Interview with David Smith of Revolution Analytics
Big data influencer on how R is paving the way
The R programming language is used for data visualization and expermiental analysis for the likes of Facebook and has a rapidly growing user base of more than two million. What began in 1995 as an open source academic research tool has evolved for use among commercial and industrial businesses around the world.
Revolution Analytics supports the R community and the ever-growing needs of commercial users. Recently named a top 10 influencer on the topic of Big Data, I asked David Smith, the Chief Community Officer at Revolution Analytics, to share with me what keeps this programming language ticking. Though R has been around since the 90s, released in 1995 as under GPLv2 by two statistics professors looking to develop a new language for statistical computing, a new breath of life has energized a rowdy team of innovators around R.
David tells me that developers have contributed more than 6000 packages to extend R’s capabilities. Read more in this interview.
How is R used to implement data science applications at commercial institutions like Facebook?
R has been adopted at just about every company that has a data science team or where statistical analysis is a strategic initiative. One of the reasons is that R is ubiquitous in academia: anyone who learns statistics or data science at university has learned R, so for companies that are hiring new graduates it makes sense to use R as a platform. In any industry that deals with data, R is used for exploratory data analysis, data visualization, experimental design, statistical modeling and forecasting... just about any kind of advanced data analysis, in fact. Facebook uses R mainly for data visualization and experimental analysis, and I’ve created a list of R applications at several other companies.
How are the goals set by CEO Dave Rich and CTO Greg Todd innovative and different?
First and foremost, Dave and Greg are focused on bringing the R language to companies around the world. More and more companies today see data science as a strategic imperative, as the means to unlock value from the data they have collected. We’re helping those companies innovate with the R language: we provide big-data capabilities and integration frameworks for R; and the technical support, training and consulting services these companies need to make their data-driven applications work. As for the future, we’re riding the wave of R’s continued growth, and bringing Revolution R Enterprise to the cloud and to new database and Hadoop platforms.
What does your day look like as you lead the open source solutions group at Revolution Analytics?

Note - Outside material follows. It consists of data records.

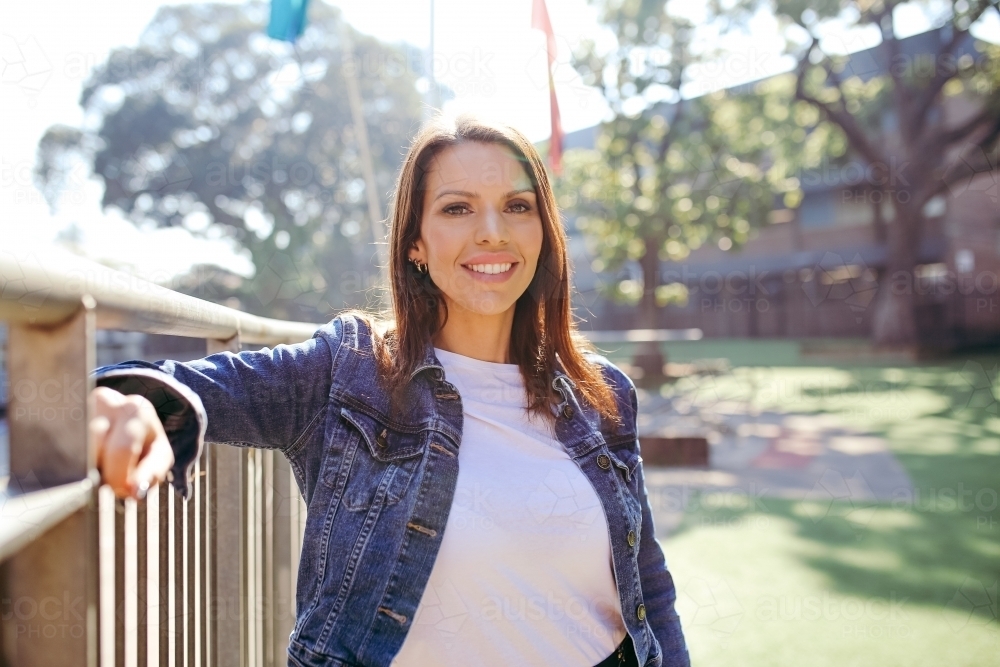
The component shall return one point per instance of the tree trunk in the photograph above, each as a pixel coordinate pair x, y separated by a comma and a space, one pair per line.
894, 323
648, 355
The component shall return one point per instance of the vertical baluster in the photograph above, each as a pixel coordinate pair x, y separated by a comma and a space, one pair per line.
190, 621
154, 599
228, 554
226, 545
178, 607
119, 542
203, 556
166, 577
267, 556
142, 568
193, 636
283, 558
50, 445
253, 555
128, 550
108, 585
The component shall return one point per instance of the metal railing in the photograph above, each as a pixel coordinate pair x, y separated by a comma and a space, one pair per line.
87, 579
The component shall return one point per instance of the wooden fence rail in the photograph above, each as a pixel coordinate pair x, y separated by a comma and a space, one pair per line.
87, 579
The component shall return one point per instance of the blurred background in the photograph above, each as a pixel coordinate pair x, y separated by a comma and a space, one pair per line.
783, 220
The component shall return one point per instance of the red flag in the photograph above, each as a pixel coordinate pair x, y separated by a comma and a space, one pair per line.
540, 21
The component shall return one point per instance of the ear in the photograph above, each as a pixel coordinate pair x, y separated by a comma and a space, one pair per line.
417, 251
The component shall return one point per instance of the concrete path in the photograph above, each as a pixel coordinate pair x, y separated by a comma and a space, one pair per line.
759, 455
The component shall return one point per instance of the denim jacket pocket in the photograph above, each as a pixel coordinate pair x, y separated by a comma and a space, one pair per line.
382, 462
625, 460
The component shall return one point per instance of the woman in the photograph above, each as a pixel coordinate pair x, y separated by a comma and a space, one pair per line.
474, 488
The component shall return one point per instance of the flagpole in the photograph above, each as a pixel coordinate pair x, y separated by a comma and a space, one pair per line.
433, 82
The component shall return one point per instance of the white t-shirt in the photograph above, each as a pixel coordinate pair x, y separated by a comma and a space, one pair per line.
524, 575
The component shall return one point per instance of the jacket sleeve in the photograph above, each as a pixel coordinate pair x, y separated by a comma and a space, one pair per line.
658, 592
263, 398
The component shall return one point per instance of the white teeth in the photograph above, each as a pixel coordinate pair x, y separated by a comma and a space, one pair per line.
490, 268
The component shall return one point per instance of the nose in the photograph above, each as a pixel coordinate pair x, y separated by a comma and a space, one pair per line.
492, 228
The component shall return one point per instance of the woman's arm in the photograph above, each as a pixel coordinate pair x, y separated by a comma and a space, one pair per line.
265, 398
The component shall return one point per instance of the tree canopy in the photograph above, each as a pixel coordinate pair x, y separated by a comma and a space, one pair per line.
210, 125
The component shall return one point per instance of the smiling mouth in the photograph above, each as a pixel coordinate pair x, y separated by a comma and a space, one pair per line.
490, 269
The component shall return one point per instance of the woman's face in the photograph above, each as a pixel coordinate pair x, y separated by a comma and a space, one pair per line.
481, 230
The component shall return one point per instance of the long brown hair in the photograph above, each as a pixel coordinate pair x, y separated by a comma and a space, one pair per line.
543, 331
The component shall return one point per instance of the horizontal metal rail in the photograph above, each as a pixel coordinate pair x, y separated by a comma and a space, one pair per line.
46, 288
89, 579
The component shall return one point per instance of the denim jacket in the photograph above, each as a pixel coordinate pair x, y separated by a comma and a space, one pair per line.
379, 483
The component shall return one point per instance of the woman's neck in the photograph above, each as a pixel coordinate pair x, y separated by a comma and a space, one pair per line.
483, 337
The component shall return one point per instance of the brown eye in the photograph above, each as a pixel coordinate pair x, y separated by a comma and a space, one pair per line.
455, 209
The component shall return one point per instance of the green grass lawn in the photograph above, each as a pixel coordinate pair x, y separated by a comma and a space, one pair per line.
912, 581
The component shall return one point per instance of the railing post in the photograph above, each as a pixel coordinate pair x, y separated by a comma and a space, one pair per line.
49, 374
228, 618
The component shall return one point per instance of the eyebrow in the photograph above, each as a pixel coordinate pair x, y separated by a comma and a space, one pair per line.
473, 195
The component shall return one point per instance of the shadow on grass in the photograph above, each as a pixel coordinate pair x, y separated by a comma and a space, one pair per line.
938, 545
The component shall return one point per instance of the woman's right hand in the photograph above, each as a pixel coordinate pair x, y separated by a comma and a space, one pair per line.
133, 453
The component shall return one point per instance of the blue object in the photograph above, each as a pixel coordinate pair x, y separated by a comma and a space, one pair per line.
379, 480
288, 19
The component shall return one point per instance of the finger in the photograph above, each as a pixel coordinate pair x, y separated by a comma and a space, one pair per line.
153, 467
123, 446
99, 427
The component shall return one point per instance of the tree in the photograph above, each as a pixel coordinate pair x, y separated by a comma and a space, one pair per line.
670, 174
211, 125
900, 122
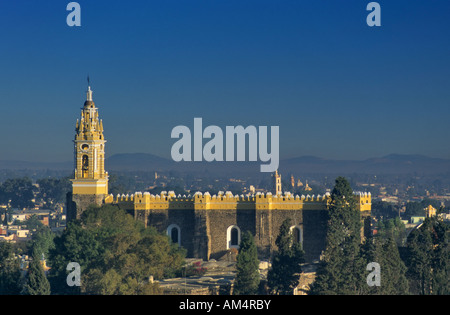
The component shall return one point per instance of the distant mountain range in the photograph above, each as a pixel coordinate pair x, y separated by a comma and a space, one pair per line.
390, 164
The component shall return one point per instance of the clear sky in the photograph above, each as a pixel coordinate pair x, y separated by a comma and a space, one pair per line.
336, 87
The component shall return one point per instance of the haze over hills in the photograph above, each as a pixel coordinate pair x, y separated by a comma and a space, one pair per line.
390, 164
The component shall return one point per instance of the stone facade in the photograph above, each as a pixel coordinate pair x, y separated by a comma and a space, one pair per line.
209, 227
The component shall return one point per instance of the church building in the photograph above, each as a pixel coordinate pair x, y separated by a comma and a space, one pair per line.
207, 226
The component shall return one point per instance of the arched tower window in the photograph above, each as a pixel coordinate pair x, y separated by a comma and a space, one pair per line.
233, 237
85, 166
174, 232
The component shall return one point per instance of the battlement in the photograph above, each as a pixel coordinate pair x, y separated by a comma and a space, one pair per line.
226, 200
199, 200
364, 200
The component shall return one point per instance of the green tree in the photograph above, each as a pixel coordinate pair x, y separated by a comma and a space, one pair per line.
284, 275
37, 283
10, 275
428, 258
117, 254
247, 267
341, 270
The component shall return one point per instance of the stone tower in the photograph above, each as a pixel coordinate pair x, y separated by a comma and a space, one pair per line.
277, 183
90, 182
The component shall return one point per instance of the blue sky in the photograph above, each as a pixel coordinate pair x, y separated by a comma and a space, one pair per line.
336, 87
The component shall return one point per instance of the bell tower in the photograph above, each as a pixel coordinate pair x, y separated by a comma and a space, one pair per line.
90, 182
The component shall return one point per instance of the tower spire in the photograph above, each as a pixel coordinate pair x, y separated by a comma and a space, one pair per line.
89, 91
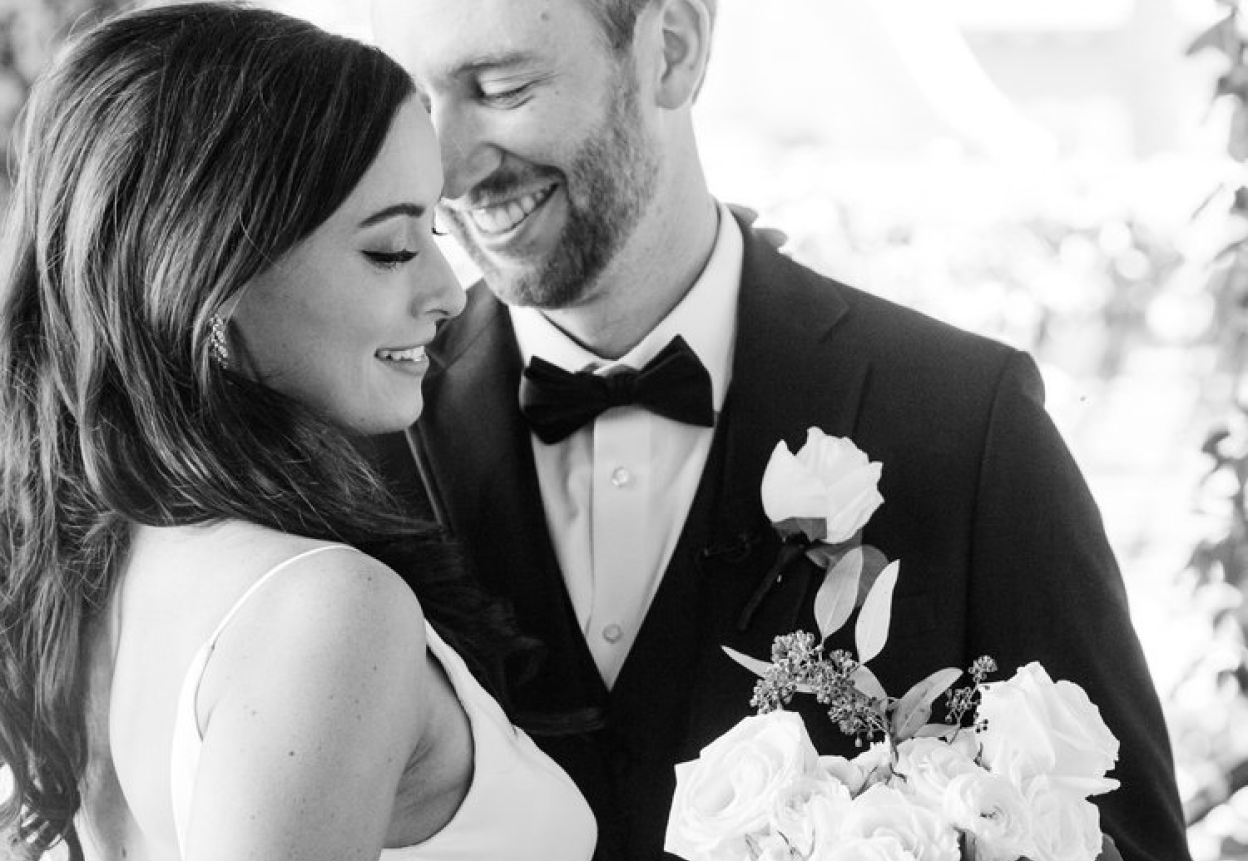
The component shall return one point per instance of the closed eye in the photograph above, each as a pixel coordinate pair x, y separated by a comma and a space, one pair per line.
511, 97
390, 260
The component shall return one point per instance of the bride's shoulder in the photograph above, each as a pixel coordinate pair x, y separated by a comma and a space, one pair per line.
270, 585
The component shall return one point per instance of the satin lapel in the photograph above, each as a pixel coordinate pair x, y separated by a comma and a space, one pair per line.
476, 452
789, 373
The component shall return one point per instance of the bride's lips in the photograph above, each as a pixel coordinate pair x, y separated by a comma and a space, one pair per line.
406, 359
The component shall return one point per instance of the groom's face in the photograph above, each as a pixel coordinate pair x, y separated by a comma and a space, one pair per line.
548, 159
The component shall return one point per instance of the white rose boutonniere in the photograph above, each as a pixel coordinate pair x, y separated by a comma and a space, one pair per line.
1006, 775
828, 491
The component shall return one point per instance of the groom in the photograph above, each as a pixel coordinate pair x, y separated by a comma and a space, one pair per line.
630, 538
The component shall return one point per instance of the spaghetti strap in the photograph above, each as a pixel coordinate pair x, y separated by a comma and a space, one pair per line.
263, 579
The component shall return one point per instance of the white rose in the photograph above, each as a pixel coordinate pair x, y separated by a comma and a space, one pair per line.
991, 809
734, 785
884, 812
829, 479
865, 849
1037, 726
926, 766
875, 765
810, 812
844, 771
1067, 826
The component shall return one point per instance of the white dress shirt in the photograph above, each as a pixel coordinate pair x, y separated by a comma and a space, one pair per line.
617, 492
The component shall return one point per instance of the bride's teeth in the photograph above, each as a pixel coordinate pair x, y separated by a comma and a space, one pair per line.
506, 216
412, 355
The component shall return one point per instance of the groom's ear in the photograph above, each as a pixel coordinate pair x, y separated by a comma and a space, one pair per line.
685, 30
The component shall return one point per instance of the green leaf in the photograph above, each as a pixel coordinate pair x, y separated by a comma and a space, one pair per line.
872, 565
915, 708
945, 731
754, 665
871, 632
869, 684
836, 597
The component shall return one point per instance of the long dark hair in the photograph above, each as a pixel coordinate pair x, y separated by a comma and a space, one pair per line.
169, 156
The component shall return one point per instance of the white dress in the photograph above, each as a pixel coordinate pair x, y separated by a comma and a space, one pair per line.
519, 806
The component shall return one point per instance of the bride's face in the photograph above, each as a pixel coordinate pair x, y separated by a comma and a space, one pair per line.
341, 321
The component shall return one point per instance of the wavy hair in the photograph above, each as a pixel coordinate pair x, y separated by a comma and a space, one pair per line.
169, 156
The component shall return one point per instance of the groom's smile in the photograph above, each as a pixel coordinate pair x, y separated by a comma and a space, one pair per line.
504, 216
550, 157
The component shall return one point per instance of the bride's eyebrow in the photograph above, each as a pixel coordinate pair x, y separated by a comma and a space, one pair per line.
412, 210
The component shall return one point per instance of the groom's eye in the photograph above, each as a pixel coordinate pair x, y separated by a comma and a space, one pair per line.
507, 96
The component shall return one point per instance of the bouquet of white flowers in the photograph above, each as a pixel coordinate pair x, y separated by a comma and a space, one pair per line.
1007, 778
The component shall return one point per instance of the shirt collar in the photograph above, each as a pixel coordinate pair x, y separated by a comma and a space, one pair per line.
705, 317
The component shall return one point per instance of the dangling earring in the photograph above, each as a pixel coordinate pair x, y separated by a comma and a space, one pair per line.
217, 347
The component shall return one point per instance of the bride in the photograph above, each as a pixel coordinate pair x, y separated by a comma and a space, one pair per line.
219, 639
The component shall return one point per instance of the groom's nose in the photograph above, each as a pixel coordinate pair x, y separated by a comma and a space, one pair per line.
468, 155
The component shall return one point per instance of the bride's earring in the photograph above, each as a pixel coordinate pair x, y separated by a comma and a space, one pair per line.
217, 347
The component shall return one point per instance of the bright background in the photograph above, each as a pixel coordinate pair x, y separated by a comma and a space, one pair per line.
1053, 174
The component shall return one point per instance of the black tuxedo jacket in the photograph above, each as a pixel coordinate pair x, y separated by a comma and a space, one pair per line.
1001, 545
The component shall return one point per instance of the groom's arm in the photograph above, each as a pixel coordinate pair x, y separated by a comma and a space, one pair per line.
1046, 587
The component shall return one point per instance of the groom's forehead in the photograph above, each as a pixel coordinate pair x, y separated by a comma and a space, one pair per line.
457, 38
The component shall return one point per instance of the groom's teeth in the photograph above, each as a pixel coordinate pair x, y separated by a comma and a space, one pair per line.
411, 355
506, 216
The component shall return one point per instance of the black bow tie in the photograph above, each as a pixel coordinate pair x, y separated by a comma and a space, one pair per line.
673, 384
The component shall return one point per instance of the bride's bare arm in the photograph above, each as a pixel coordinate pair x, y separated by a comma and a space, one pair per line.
311, 706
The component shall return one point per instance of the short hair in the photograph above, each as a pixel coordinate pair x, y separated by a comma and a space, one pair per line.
618, 19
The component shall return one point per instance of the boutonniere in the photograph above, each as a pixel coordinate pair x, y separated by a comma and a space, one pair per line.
1006, 775
818, 501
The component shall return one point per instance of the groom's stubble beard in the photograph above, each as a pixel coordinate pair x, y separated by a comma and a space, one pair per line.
607, 187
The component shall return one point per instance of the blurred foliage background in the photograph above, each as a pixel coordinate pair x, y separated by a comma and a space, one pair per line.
1065, 175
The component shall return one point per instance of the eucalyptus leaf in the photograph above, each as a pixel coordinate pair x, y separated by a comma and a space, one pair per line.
834, 603
872, 565
871, 632
869, 684
915, 708
945, 731
759, 668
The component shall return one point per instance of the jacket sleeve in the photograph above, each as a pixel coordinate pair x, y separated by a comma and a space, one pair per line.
1045, 587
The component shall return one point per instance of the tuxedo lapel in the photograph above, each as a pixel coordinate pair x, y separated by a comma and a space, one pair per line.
477, 459
789, 373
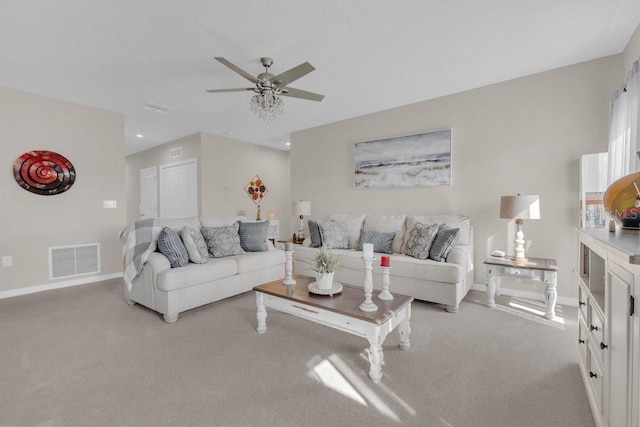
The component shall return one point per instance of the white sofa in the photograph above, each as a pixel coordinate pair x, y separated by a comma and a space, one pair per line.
171, 291
439, 282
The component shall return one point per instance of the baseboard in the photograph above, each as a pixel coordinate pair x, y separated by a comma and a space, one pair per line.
536, 296
58, 285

Recently, I’ve been busy launching AdviseR, our new technical support service for open source R users. On a typical day I’ll have a couple of meetings with our open source development team, who work on our community projects like RHadoop. We’re also working on some new projects, to bring some of the proprietary components of Revolution R Enterprise to open source. Evangelism for the R project is also a big part of my job: I’ll meet with companies several times a week to introduce them to R, and I also post daily to the Revolutions blog with resources and applications related to R.
Forbes named Revolution Analytics a top 10 influencer on the topic of Big Data, so tell us: What is the future of big data? Are most companies doing it right?
Some companies figured out big data years ago; other companies are now realizing that data is one of the most valuable assets a company can have. In all cases though the demand for data scientists is growing rapidly, as companies recognize that making the best use of all that data is the key to being successful in a competitive marketplace. (That’s one reason why salaries for R programmers are at a premium right now.) It’s kept us all very busy at Revolution Analytics as companies look for help in adopting and using R to become data-driven organizations.
Chief Data Scientist Sue Ranney produced ExaStat, an open source environment for analyzing huge data sets. What's she working on at Revolution Analytics and what's her next big idea?
Sue continues in her passion for developing fast, portable, scalable analytics. In the past year she has been working with the team to provide high performance in-database analytics, both in-Hadoop and in-Teradata, using our ‘big data’ R package, RevoScaleR. She is currently involved in a project with our Chief Scientist, Lee Edlefsen, to provide a framework for R programmers to easily write their own portable, scalable analytics. The goal is to be able to write and test R code for customized analytics on your desktop, and then be able to deploy the same code to automatically run in parallel on big data on a cluster of computers.
What do you see in the future for the R project?
With the increasing demand for data scientists recently, R has been growing rapidly, and I expect that to continue. On the technical side, the contributions to R show no sign of slowing, and so R will continue to be the place to find the leading edge in statistical analysis, data mining, and data science. I’m really proud to see the R project continue to be so successful!
Revolution Analytics was recently named a visionary in Advanced Analytics Platforms by Gartner.